A Stanford professor of microbiology, recently presented findings that human neanderthal mating was crucial for our African ancestors to become resistant to colder European diseases. (http://bit.ly/jwdVBo). And to think of it, we tabooed inter-racial marriages upto a century ago (still taboo in many places). Another result of the finding is that 6% of European genes are from Neanderthals.
Continuing on water, water everywhere - Hartley 2 Comet (http://en.wikipedia.org/wiki/Hartley_2) has shown to be 'leaking' water. This is caused by the jet of CO2, caused by sun's heat, to spew off the surface and bring water-ice with them.
TECHNOLOGY
RIM missed its profit forecasts, and stock goes down 20%. Is this the real blow that Apple / Android have finally dealt to the Blackberry. Now do the BBM users still hang on to their past. (http://bbc.in/laSOqA).

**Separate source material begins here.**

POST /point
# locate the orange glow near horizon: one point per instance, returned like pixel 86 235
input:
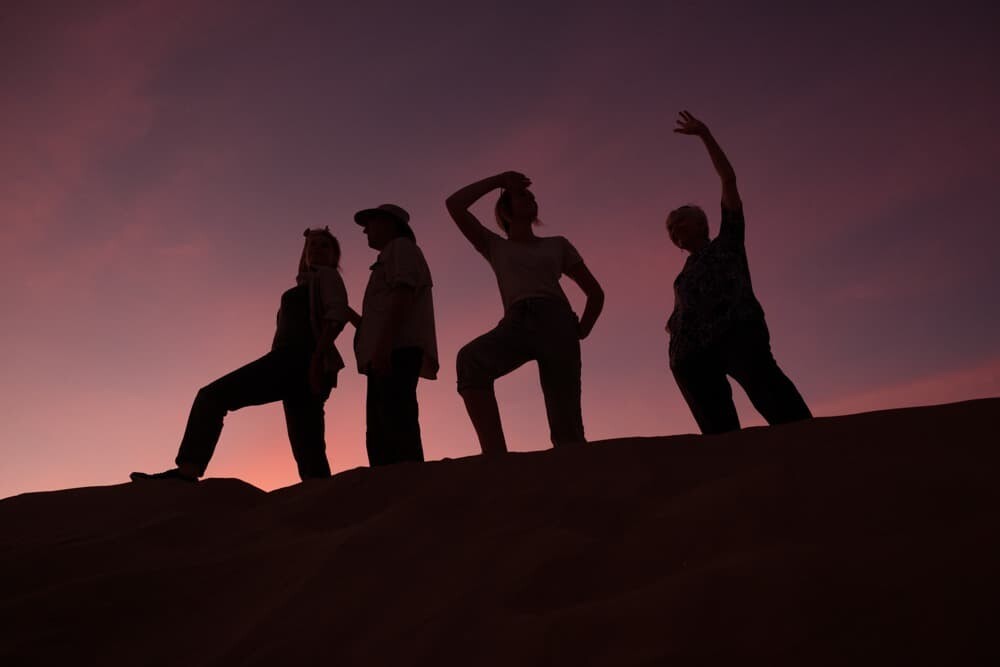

Guess which company served up most of online video ads. Not YouTube, its Hulu. (http://bit.ly/mlcQRs). This is so because Hulu serves more ads per viewer than any other (note that YouTube still serves more videos, Hulu only serves the videos which viewers watch more and are willing to watch as for).
FUTURE
While we were talking about NFCs last time, talks about NFC coins. The Dutch government may be on to something. (http://bit.ly/lsGsxi). Also check out the hand held vacuum cleaner (http://on.mash.to/mN1Dz5).
Gamification, is the new thing these days. Salesforce CSO talks about how gamification can improve productivity. (http://rww.to/kbbqXZ) I think he has a point there. If you know how much fun Zynga employees have - a bunch of them are 'game testers' - you would see the point.
DARPA wants to remove restrictions it puts on scientists it funds. (http://bit.ly/jrxT0h). The aim is to produce 'bio factories' which can create living parts. This is a great way to foster innovation. Most grant applications struggle to balance 'sticking with whats proven' and 'doing something new'. Hopefully, efforts like these will help.
USC Biomedical Prof. announced an 'on-off' switch for the brain (http://bit.ly/mIu4ZA). on their experiments on rats, they have hacked a process which converts short term memories into long term ones. They implanted a small prosthetic which mimicked the function of this process and the rats could remember forgotten memories. Cures to dementia, as claimed in the release may still be far, but this is an important step towards understanding the brain.